Como ya he recibido la pregunta de parte de algunos (y algunas), aquí van los comentarios del caso, desde una perspectiva más bien latina y tropical.
Las irlandesas son bonitas, con una belleza que ha sido estandarizada por la moda y el modelaje: cabello rubio, ojos claros, facciones finas, cuerpo delgado, piel blanca. La estatura es más media que alta, y en esto se apartan de la modelo de carátula de revista, pero en general, son personas agradables de mirar.
En lo físico, sin embargo, son cuerpos que tienen bastante forma de niña: poca cadera y poco busto. Cuando son delgadas –una tendencia obviamente mayoritaria en las jóvenes actuales– parecen niñas grandes. A veces, sin embargo, se sabe que no lo son, porque aquí lamentablemente sucede que la gente no une la belleza para los ojos con la belleza para el olfato. Dicho sin eufemismo: es un hecho que mucha gente se baña menos de lo que debiera, y para personas como yo es un gran dolor ver rostros tan hermosos acompañados de humores tan agrios…

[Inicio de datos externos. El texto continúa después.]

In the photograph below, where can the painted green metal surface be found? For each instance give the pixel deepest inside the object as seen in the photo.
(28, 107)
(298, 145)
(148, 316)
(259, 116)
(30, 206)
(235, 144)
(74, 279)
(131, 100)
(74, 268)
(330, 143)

Sin embargo de lo dicho en cuanto a la belleza “visual”, ellas mismas no parecen sentirse del todo a gusto con su aspecto, juzgo yo. Y lo digo porque aquí se cumple que nadie está contento con lo que tiene. En Dublín, el negocio de moda en términos de belleza femenina son los lugares de bronceado “instantáneo”. A través de químicos, cremas o cámaras con rayos infrarojos, la consigna es salir de ese blanco “leche” que al principio impacta pero que luego aburre.
Tatuajes, piercing y demás “modificaciones corporales”, como las llaman ahora, están a la orden del día. Me imagino que es parte de esa misma impaciencia por cambiar la apariencia, ya que no se logra con la misma facilidad cambiar la existencia. Sin embargo, en esto las y los jóvenes irlandeses no diría yo que son muy distintos del resto de la juventud europea u occidental.
Un tema distinto es la expresividad. Una porcelana es bonita pero no es la idea que uno tiene de comunicación humana. La gente del norte, es decir, no sólo los irlandeses, tienden a ser mucho menos expresivos que nosotros los mediterráneos o, mucho más, los latinos. Es algo que uno llega a echar de menos.
Lo explico con un ejemplo. Si una persona conoce, digamos, sólo 400 palabras de un idioma, podrá decir muchas cosas, pero hay muchas otras cuyos matices se perderán en su intento de hacerse entender. Así pasa con estos irlandeses y demás norteños. Sus rostros conocen un número bastante limitado de expresiones sencillas y sumamente claras, del tipo “bien”, “disgustado”, “dolido”, “preocupado”, y otros más. Los latinos, y especialmente las latinas, gozan de unos niveles de complejidad, sutileza y capacidad de sugerir que son simplemente notables, comparados con el estilo de estos pueblos del Norte. Esto hace que nuestros rostros latinos tengan una vivacidad particular y que el mundo del lenguaje gestual coexista y a veces sobrepase al verbal.
Ahora bien, todo tiene su más y su menos. En la exhuberancia de nuestro lenguaje gestual podemos perder las cualidades de la claridad y de la propiedad en el uso del lenguaje. A la larga, eso nos hace fatuos, futiles o fanfarrones. La abundancia es grata, pero en manos irresponsables se llama desperdicio. Por contraste, un modo de ser menos “hacia fuera” puede reconcentrar los recursos interiores hasta alcanzar una palabra acerada y densa. No por nada Irlanda es tierra de premios Nobel de literatura, así como de poetas y de gente de trova y arpa.
La mujer irlandesa, pues, participa de ese modo de ser que tiene de “densidad” y de “represión”, según se le mire. Una cara bonita, detrás de la cual puede haber casi cualquier cosa: virtud probada o pasión mal reprimida; convicción profunda o esperanza de desenfreno; nobleza de ideales o sombras de suicidio. No es un estilo demasiado agradable para los que hemos sido educados de otra forma, pero uno entiende que simplemente es otro modo de humanidad.